The "freeze_support()" line can be omitted if the program
is not going to be frozen to produce an executable.
The workaround was to refactor my script to be the following:
from pathlib import Path
from datetime import datetime
from spikeinterface.core import load_extractor
data_path = Path(r"...\test-data")
test_data = load_extractor(data_path)
temp_path = data_path.parent / f"test_dataset_resaved_{datetime.now().strftime('%Y%m%d-%H%M%S')}"
if __name__ == "__main__":
test_data.save(folder=temp_path, n_jobs=-1)

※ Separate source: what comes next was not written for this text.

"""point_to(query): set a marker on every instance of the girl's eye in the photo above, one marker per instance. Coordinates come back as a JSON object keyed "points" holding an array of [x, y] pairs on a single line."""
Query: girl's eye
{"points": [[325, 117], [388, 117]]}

And now it works. Still, I can't understand why I would need to protect my script from import - although the secrets of multiprocessing are not super clear to me and maybe I am missing something obvious.
This started with pulling the latest version of the package, when I was playing with it approx. one month ago I do not remember encountering the same issue even though I was for sure using multiprocessing already.
Thank you so very much for the amazing package!